I am working on an OpenGL 3D renderer. I am using Java and the JOGL API. Right now I am trying to performance tweak my deferred renderer. For this, I am using the VisualVM Profiler, in order to see what's eating up my precious CPU cycles, and also gDEBugger to track my OpenGL function calls. Right now, it's dropping under 30 FPS even when only 20-30 lights are present (and a very small number of actual meshes that need to be lit). And I haven't even added things like shadow mapping and normal mapping to it yet.

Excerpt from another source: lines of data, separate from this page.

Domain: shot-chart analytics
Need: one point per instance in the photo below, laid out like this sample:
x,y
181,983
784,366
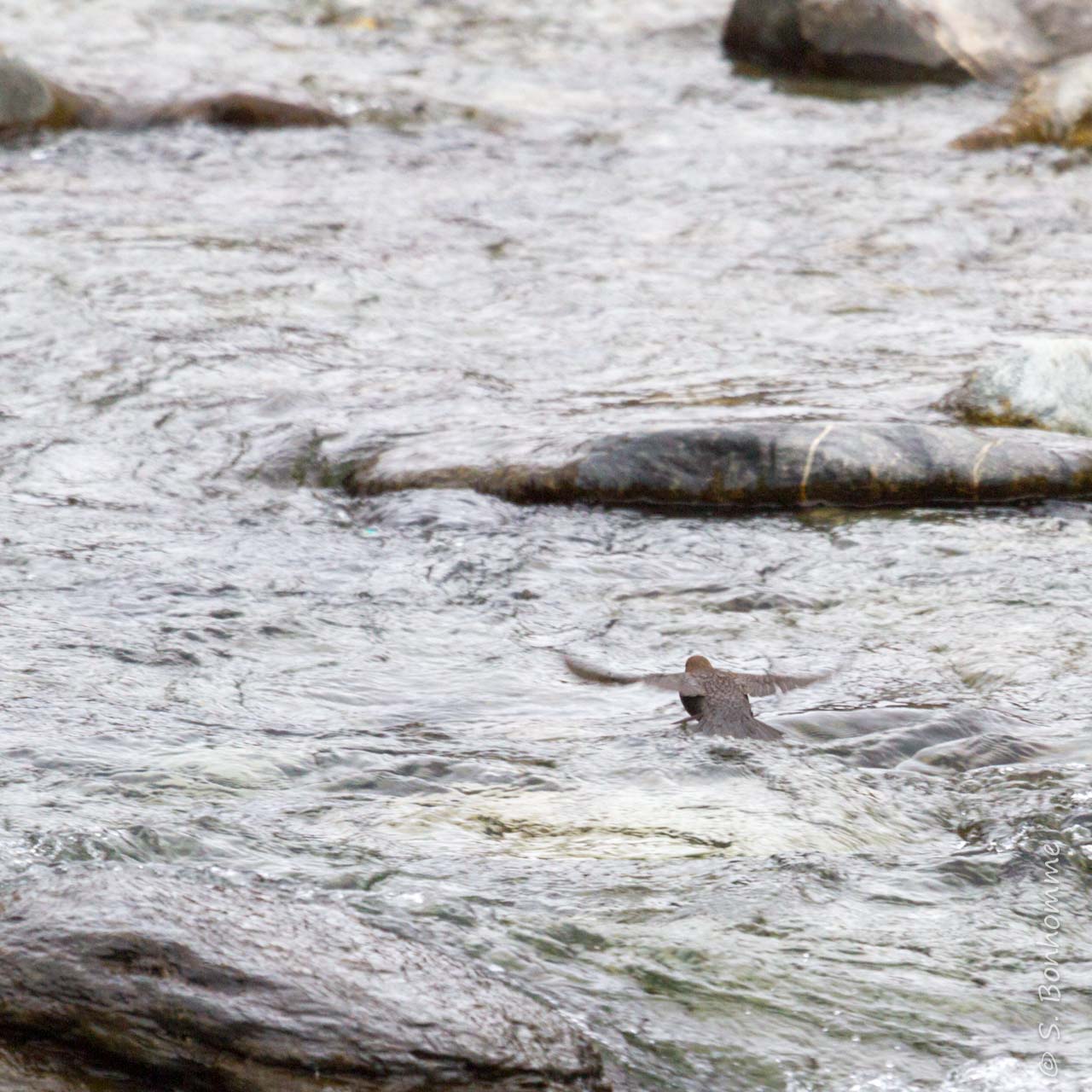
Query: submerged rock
x,y
1048,44
30,102
1046,385
785,464
1053,107
222,987
886,42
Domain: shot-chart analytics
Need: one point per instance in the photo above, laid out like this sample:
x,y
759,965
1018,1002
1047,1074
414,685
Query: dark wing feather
x,y
761,686
679,681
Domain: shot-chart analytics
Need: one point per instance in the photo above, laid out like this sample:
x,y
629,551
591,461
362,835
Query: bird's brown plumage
x,y
717,698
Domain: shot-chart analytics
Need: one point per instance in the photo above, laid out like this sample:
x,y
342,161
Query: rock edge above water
x,y
1044,44
784,464
30,102
246,990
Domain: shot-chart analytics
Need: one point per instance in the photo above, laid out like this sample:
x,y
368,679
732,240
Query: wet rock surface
x,y
947,41
1046,383
787,464
864,39
241,989
30,102
1054,107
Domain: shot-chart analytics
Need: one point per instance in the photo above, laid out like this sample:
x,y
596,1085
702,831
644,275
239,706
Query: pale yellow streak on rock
x,y
807,463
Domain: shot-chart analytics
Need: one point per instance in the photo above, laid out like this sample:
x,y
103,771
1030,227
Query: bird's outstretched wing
x,y
761,686
678,682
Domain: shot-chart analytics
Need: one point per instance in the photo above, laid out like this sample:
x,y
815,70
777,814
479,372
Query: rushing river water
x,y
545,224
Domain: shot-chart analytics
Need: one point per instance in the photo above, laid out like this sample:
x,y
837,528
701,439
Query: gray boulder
x,y
784,464
1054,106
1046,383
26,98
245,990
30,102
896,41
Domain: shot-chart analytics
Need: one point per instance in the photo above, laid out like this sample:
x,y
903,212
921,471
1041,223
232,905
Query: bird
x,y
718,699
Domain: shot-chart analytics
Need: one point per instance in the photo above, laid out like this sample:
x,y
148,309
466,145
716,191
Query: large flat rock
x,y
246,990
884,41
785,464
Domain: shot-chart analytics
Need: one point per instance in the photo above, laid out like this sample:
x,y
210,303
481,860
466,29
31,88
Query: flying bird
x,y
720,700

This is what it looks like (41 lights but only 20 FPS) at the moment:
In VisualVM, I have noticed that most of the CPU time is spent in the native jogamp.opengl.windows.wgl.WGLUtil.SwapBuffers
method. However, I am unsure whether this information is relevant or in any way related to the running times of my shaders. The run times of the glDrawArrays
calls are negligible, which confirms the fact that this method just issues the calls to the GPU, and obviously doesn't wait for them to finish before returning. Why is most of my application's time spent in that function call?

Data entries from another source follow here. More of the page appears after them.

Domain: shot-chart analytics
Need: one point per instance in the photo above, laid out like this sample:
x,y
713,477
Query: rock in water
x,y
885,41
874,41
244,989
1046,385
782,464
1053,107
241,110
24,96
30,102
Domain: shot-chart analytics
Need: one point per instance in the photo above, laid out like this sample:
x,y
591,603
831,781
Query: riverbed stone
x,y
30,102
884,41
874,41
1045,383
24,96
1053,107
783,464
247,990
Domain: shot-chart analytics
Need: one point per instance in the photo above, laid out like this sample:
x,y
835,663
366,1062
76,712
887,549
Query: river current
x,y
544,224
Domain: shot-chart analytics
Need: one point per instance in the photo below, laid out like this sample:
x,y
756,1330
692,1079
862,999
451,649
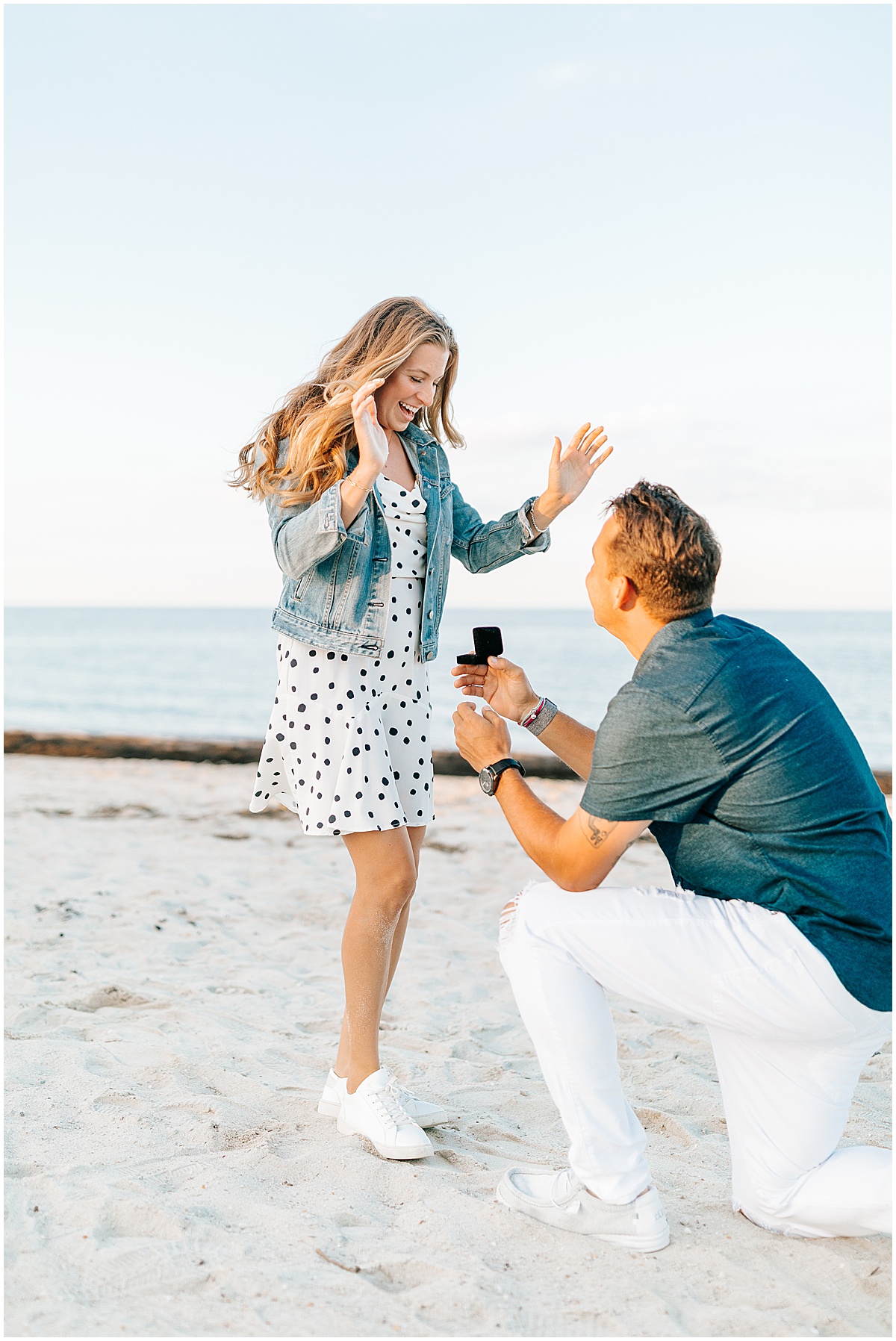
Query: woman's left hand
x,y
569,473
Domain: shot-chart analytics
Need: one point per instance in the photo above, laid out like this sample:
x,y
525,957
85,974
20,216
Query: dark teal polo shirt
x,y
756,788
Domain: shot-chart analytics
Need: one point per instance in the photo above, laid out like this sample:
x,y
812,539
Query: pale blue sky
x,y
671,219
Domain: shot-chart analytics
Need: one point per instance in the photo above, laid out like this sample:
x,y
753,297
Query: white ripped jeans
x,y
788,1037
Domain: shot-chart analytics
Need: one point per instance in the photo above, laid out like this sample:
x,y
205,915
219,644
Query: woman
x,y
365,519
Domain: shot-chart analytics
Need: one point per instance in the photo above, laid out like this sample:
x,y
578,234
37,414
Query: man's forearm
x,y
570,742
535,825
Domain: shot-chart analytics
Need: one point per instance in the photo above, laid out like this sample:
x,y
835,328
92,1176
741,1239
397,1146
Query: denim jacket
x,y
336,589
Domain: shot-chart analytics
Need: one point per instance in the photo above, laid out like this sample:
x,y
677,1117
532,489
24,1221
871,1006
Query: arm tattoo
x,y
599,830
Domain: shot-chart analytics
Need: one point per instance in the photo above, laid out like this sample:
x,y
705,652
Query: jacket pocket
x,y
302,585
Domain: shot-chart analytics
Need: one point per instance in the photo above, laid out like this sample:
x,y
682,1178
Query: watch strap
x,y
502,766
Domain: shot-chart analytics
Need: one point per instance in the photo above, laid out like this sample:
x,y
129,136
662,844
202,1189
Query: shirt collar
x,y
672,633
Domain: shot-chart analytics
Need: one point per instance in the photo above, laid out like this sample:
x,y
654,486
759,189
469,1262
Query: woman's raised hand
x,y
503,685
570,470
373,444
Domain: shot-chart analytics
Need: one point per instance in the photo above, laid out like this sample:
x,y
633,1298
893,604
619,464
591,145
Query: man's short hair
x,y
665,549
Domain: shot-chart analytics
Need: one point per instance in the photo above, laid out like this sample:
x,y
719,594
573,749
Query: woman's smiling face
x,y
411,387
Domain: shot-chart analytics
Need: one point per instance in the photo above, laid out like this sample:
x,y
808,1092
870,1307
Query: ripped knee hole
x,y
507,919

What's also rather strange is this: when I have 3-4 lights, I run at 60FPS. When I increase that number to 20, the number drops to 20FPS. When I add 1000-1100 lights, I still get about 10 FPS. Why is that? Since the light computations are additive, there should be a lot more fragment shaders running per pixel when there are 1000 lights than when there are 20, meaning the renderer should, in theory, run much slower than with 20 lights. Why this huge performance hit when jumping from 3-4 lights to 20 lights?
And now for part II of my question: Like I said before, I have also started using gDEBugger for profiling my OpenGL calls, but, sadly, I can't seem to find a way to determine exactly what takes the longest time to execute - I only get info regarding which functions get called the most. It helps when trying to hunt down things like redundant state changes, but for the stage I'm in, I'm sure that there are bigger issues slowing my renderer down.
Does anyone know of a reliable way to track the execution times of my fragment shaders, and see exactly which computations in which fragments take the longest? I know that nVidia nSight provides some wonderful graphics debugging capabilities, but most of them are only available for DirectX applications.